# Thread: if \int a(x) b(x) dx = 0, is \int b(x) dx = 0 ?

1. ## if \int a(x) b(x) dx = 0, is \int b(x) dx = 0 ?

Assume $\displaystyle \int a(x) b(x) dx = 0$ and $\displaystyle a(x) \neq 0$.
Can this be simplified to $\displaystyle \int b(x) dx = 0$?

Or in another way, if
$\displaystyle \int f(x) g(x) dx = \int f(x) h(x) dx$,
then does this hold:
$\displaystyle \int g(x) dx = \int h(x) dx$

2. Originally Posted by dirkie
Assume $\displaystyle \int a(x) b(x) dx = 0$ and $\displaystyle a(x) \neq 0$.
Can this be simplified to $\displaystyle \int b(x) dx = 0$?

Or in another way, if
$\displaystyle \int f(x) g(x) dx = \int f(x) h(x) dx$,
then does this hold:
$\displaystyle \int g(x) dx = \int h(x) dx$
No, they can't be simplified to that, unless a(x) and f(x) are constants.

And in general, indefinite integrals aren't equal to zero as an arbitrary constant is always added to the result.

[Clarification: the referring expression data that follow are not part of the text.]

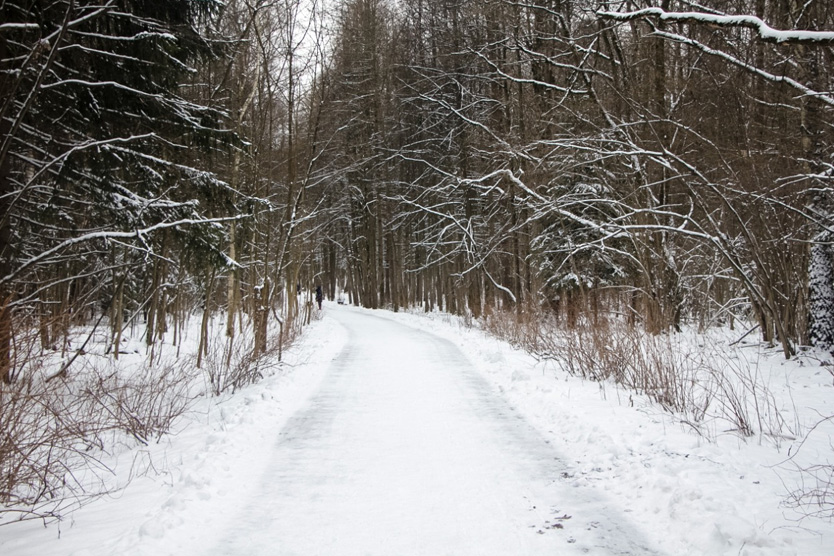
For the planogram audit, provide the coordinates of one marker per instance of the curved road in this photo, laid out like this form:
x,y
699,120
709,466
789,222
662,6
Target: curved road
x,y
405,450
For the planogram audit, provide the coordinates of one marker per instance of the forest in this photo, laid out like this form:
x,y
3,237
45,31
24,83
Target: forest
x,y
605,168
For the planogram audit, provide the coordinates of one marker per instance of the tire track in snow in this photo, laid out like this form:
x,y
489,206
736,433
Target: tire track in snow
x,y
406,450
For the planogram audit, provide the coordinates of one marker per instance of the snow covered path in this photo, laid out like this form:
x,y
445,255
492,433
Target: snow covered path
x,y
405,450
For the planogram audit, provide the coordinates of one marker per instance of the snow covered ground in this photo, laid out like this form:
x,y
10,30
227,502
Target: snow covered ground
x,y
401,434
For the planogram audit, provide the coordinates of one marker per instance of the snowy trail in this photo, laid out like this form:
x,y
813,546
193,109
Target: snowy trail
x,y
406,450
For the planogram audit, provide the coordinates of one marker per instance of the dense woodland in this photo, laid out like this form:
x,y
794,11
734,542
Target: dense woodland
x,y
668,164
660,164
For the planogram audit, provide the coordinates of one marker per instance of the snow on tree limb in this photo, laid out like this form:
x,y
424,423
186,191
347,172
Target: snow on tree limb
x,y
765,31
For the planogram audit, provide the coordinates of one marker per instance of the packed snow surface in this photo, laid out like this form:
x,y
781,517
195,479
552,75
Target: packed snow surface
x,y
396,434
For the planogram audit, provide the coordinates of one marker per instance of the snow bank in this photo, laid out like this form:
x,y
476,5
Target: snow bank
x,y
694,496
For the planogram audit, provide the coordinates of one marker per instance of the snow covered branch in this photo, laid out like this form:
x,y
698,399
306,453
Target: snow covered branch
x,y
764,31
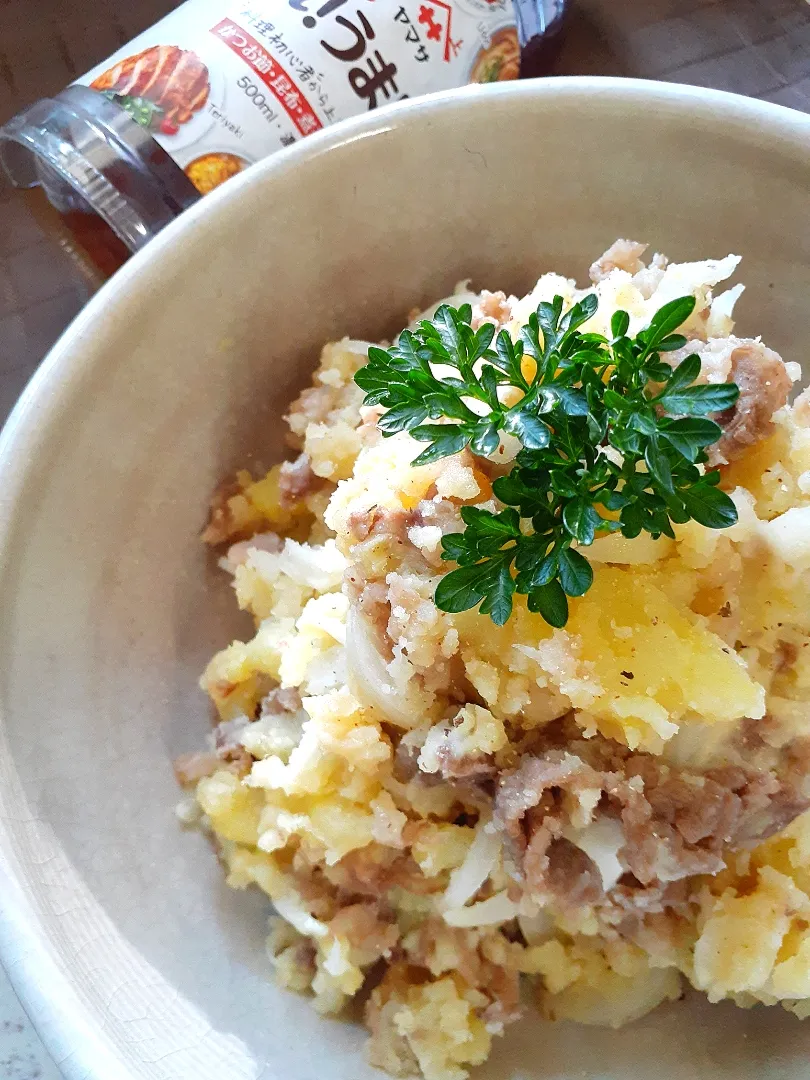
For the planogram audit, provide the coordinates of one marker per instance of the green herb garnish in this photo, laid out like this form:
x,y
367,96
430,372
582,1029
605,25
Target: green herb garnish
x,y
586,394
142,110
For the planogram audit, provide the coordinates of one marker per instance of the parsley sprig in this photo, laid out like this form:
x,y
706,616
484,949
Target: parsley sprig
x,y
611,439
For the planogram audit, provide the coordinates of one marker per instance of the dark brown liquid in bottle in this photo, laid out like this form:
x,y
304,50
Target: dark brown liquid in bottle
x,y
97,251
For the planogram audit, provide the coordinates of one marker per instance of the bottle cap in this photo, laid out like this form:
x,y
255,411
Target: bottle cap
x,y
89,154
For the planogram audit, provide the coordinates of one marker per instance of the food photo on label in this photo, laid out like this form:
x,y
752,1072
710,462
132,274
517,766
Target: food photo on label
x,y
238,82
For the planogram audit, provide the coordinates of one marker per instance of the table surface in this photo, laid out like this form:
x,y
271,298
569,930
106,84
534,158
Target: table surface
x,y
759,48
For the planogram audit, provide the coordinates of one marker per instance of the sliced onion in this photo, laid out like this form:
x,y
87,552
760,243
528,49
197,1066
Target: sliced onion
x,y
370,680
498,908
291,907
536,928
480,862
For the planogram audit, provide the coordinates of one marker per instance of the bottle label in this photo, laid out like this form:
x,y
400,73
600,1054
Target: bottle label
x,y
220,86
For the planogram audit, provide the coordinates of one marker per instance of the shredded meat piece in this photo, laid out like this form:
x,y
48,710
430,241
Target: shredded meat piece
x,y
491,308
765,385
621,255
522,790
676,822
281,700
312,405
296,480
372,872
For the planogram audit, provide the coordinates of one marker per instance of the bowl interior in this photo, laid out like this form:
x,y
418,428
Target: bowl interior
x,y
121,935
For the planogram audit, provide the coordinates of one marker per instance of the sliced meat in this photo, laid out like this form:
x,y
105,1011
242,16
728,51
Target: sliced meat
x,y
764,383
621,255
524,788
296,480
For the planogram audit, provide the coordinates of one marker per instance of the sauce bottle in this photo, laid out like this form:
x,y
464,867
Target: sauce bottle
x,y
215,86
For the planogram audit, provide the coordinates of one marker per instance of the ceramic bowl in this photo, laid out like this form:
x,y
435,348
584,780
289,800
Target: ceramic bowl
x,y
126,947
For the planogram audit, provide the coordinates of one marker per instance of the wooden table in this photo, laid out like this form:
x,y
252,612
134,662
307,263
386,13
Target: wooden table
x,y
748,46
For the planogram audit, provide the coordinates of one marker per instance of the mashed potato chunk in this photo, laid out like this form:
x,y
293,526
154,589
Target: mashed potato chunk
x,y
460,822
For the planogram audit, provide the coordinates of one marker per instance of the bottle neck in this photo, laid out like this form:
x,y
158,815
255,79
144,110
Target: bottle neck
x,y
536,17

If the integral was definite, there are still a variety of reasons why it would be equal to zero:

If $\displaystyle \int_a^b f(x)g(x)dx = 0$, with $\displaystyle f(x) \neq 0$ then some possibilities are:

$\displaystyle g(x) = 0$

$\displaystyle a = b$

3. Originally Posted by Mush
No, they can't be simplified to that, unless a(x) and f(x) are constants.

And in general, indefinite integrals aren't equal to zero as an arbitrary constant is always added to the result.

If the integral was definite, there are still a variety of reasons why it would be equal to zero:

If $\displaystyle \int_a^b f(x)g(x)dx = 0$, with $\displaystyle f(x) \neq 0$ then some possibilities are:

$\displaystyle g(x) = 0$

$\displaystyle a = b$

Thank you very much.

If the integral was definite, i.e. $\displaystyle \int_a^b f(x)g(x)dx = 0$

$\displaystyle g(x) = 0$ is one solution, but not the only one, or is it?

4. Originally Posted by dirkie
Thank you very much.

If the integral was definite, i.e. $\displaystyle \int_a^b f(x)g(x)dx = 0$

$\displaystyle g(x) = 0$ is one solution, but not the only one, or is it?
No. Like I said, the integral will also be zero if the limits are equal a = b.

And it can also 'just happen'.

5. Originally Posted by dirkie
Thank you very much.

If the integral was definite, i.e. $\displaystyle \int_a^b f(x)g(x)dx = 0$

$\displaystyle g(x) = 0$ is one solution, but not the only one, or is it?
There are an infinite number of possiblilities.

Here is one class of examples

If the interval is symmetric about the origin (i.e. a=-b)then

$\displaystyle \int_{a}^{b}f(x)g(x)dx=0$ if f is an even function and g is an odd function

6. Originally Posted by Mush
No. Like I said, the integral will also be zero if the limits are equal a = b.

And it can also 'just happen'.
Thanks. I am expecting the 'just happen' scenario for the problem, and was making sure if it exists. So it does.